All of the partners had their own specialty - GP/surgeon, GP/obstetrician, GP/anaesthetist. As I had some experience in neonatology, I was the GP required to attend caesarean sections in case resuscitation was needed.
On one occasion the baby came out flat and there were 30 seconds of pure panic before it began to revive. As I left the delivery suite, I encountered the father. Tradition dictates it is the obstetrician's privilege to pass on the good news, but when the father asked me what had happened, such was my relief that I momentarily forgot my place.

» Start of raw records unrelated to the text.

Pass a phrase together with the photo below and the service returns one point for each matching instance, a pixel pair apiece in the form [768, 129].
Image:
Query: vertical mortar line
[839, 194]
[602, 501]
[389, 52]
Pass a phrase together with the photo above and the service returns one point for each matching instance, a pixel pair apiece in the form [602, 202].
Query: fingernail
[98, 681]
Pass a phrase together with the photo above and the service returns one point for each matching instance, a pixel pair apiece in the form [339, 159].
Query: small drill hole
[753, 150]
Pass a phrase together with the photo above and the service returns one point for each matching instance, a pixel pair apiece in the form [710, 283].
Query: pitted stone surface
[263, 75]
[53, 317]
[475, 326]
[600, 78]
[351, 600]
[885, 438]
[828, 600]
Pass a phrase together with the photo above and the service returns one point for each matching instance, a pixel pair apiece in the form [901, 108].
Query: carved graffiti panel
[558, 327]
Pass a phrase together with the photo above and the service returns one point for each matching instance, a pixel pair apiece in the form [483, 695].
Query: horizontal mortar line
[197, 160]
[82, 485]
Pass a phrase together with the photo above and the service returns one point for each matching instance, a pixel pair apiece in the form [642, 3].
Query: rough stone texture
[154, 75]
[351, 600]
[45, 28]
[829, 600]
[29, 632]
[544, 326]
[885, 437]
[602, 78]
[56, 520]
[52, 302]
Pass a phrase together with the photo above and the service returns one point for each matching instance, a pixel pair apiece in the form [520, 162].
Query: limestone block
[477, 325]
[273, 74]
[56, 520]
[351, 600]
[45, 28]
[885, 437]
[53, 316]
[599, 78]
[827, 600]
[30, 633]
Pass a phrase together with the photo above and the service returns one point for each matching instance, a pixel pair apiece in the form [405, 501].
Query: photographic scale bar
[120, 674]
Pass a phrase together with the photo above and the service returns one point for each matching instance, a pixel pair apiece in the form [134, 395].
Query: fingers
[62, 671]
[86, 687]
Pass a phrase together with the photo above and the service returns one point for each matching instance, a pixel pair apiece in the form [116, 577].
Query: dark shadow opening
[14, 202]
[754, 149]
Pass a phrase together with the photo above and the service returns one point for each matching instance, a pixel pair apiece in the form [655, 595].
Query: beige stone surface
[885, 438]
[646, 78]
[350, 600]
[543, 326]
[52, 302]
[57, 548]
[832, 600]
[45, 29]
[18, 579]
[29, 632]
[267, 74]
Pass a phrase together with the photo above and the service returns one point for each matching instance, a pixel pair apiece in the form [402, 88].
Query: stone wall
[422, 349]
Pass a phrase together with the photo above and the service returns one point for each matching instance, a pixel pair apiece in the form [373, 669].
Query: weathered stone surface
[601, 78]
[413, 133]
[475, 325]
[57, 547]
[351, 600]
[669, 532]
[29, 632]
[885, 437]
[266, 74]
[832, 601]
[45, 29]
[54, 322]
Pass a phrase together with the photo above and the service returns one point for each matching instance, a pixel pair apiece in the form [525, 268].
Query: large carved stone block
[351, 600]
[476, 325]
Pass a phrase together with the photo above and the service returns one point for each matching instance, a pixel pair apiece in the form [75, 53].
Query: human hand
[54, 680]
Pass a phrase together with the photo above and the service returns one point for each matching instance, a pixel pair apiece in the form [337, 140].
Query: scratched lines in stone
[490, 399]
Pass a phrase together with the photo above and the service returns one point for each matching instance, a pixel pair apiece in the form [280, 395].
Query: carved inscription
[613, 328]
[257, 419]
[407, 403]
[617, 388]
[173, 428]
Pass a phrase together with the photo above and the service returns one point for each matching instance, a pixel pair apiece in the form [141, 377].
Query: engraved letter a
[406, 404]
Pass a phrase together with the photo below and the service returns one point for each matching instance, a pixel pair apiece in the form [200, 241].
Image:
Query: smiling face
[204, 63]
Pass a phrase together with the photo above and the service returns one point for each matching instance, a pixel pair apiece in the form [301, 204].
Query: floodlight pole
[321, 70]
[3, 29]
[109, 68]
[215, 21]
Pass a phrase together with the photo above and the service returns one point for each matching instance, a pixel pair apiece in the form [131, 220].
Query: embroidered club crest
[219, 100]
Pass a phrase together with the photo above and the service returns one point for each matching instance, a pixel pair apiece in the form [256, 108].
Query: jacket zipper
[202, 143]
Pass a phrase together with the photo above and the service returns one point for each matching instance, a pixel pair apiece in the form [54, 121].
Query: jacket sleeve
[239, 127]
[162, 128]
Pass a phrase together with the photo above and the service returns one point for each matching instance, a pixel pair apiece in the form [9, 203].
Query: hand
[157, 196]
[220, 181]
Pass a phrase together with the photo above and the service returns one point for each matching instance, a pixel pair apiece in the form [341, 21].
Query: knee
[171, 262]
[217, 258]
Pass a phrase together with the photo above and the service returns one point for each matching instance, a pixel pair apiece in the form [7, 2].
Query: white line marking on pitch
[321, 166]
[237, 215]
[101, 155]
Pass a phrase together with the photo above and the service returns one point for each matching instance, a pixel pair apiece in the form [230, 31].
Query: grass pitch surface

'Congratulations,' I said, 'you have a beautiful baby ...' I paused for a moment, trying to think.
During perinatal resuscitation, when on one side you are looking at a beautiful, healthy baby and moments of immense joy, and on the other, a tragedy and a lifelong sentence not just for the baby but also for the whole family, when you know every second counts, when you're keeping an eye on all the different parameters, when you're trying to remain calm and portray an image of control to the staff, when you're in a foreign country hundreds of miles from any help, when you know you are the most experienced person present and the buck stops with you, probably the last thing you will look at is whether the baby has goolies or not.
'... boy,' I said. 'A boy,' he yelled, jumping up and down with delight. 'I have three daughters; that's wonderful, thanks. I must call the grandparents.'
A few minutes later, a nurse called me. 'You told that man he had a boy,' she said sternly. 'It's a girl.'
Well, I was young and stressed. These things happen. I ran back to the ward before the father could tell the world how his family name would now be safely passed down the generations. He was very decent about it, I must say.